Genghis Chan on Drums
- Author: John Yau
- Publisher: Omnidawn
- Publication date: October 6, 2021
- Pages: 176
- ISBN: 978-1632431004
- Preceded by: Bijoux in the Dark
- Followed by: Tell It Slant

= Genghis Chan on Drums =

2021 poetry collection by John Yau

Genghis Chan on Drums is a 2021 poetry collection by John Yau, published by Omnidawn.

== Contents ==
In nine sections, the book's poems tackle a wide variety of subjects and inhabit a similar diversity of poetic forms. Topics include Chinese American identity, political correctness, art and art criticism, school shootings, among others.

== Critical reception ==
In a starred review, Publishers Weekly called the book "brilliant" and said it "brims with social critique and the linguistic play for which the poet is known, while also being suggestive of a writer and artist eager to situate his multifaceted work in the context of a collapsing society." The reviewer also observed its interplay between satire and outrage, a combination that spun a moral, political argument.

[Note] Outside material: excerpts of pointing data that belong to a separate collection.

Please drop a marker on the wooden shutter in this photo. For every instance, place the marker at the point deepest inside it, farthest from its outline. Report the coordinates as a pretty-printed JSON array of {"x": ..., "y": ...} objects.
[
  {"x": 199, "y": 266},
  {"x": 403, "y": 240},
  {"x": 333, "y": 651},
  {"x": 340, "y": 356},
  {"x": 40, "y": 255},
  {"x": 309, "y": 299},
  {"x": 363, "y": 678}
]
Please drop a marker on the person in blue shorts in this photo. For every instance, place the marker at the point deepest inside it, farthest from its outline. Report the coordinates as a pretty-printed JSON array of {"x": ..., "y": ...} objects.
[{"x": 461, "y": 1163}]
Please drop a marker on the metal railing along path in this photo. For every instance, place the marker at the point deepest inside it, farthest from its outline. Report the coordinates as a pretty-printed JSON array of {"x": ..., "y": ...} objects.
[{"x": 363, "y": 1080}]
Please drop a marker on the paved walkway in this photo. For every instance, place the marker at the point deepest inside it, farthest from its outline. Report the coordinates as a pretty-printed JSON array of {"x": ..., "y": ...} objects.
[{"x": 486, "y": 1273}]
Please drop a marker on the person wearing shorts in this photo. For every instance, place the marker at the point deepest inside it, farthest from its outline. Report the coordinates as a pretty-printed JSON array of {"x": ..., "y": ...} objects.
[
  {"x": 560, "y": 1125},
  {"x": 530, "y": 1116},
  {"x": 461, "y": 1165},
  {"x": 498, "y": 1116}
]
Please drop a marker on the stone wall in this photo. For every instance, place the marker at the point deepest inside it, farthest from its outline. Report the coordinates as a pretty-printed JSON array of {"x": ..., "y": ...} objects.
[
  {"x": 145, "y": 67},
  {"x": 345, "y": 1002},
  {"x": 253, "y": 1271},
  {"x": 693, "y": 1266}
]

Critics lauded the complexity with which Yau handled the topic of diaspora. The Center for Literary Publishing at Colorado State University opened by stating the book "strikes notes of a kind of immigrant lament, but there is something unapologetic, playful, and celebratory in the text that is far more complex and demands to be heard." The reviewer observed the narrator as being "painfully human and contradictory, at times waxing nostalgic, philosophical, artistic, self-deprecating, enraged, hyperbolic, obscene, and politically critical" with regard to his "immigrant lament" but also his "rearranged call for acceptance." On the Seawall said the book contained multitudes and appreciated the question of whether the book was "an intentionally constructed work made up of bricks of primarily surrealistic poems in many forms—or if it is more like a collection of whimsical, provisional pieces that Yau collected precisely because they don’t fit together cozily."